Trotzdem möchte ich Ihnen hier noch eine Antwort zukommen lassen.
Sicherlich: es ist möglich, dass das Bundesverfassungsgericht bei Zustimmung von einem Viertel der Bundestagsabgeordneten über die Verfassungsmäßigkeit eines Gesetzes entscheidet, allerdings ist das ein enorm komplexer Weg, das Gesetz zu reformieren. Zwar hat die CDU/CSU-Fraktion einen Stimmanteil von etwas über 26% im Deutschen Bundestag, es ist allerdings enorm unwahrscheinlich, dass einem solchen Antrag alle Mitglieder der Fraktion dem Antrag beitreten würden - danach ist immer noch die Entscheidung des Bundesverfassungsgerichts alles andere als sicher. Denn die Frage ist verfassungsrechtlich und auch in unserer Fraktion umstritten und ich habe mich nicht gründlich damit befasst. Meine Spezialgebiete sind Staatsmodernisierung sowie Klima und Energie, was mich mehr als auslastet.

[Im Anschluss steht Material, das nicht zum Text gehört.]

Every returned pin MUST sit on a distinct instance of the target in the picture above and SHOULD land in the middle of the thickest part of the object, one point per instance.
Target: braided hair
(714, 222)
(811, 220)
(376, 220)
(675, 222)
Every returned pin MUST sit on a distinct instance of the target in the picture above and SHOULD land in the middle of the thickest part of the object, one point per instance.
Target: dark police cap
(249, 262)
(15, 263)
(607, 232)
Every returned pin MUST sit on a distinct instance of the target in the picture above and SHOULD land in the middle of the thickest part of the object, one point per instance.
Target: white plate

Insofern besteht gegenwärtig keine Aussicht, ein Verfahren der abstrakten Normenkontrolle gegen § 20 Abs. 6 Satz 5 EStG einzuleiten. Nach meinem Wissen sind allerdings bereits Klagen gegen diesen Satz EStG erhoben, die schlussendlich die Frage in Karlsruhe vorlegen werden.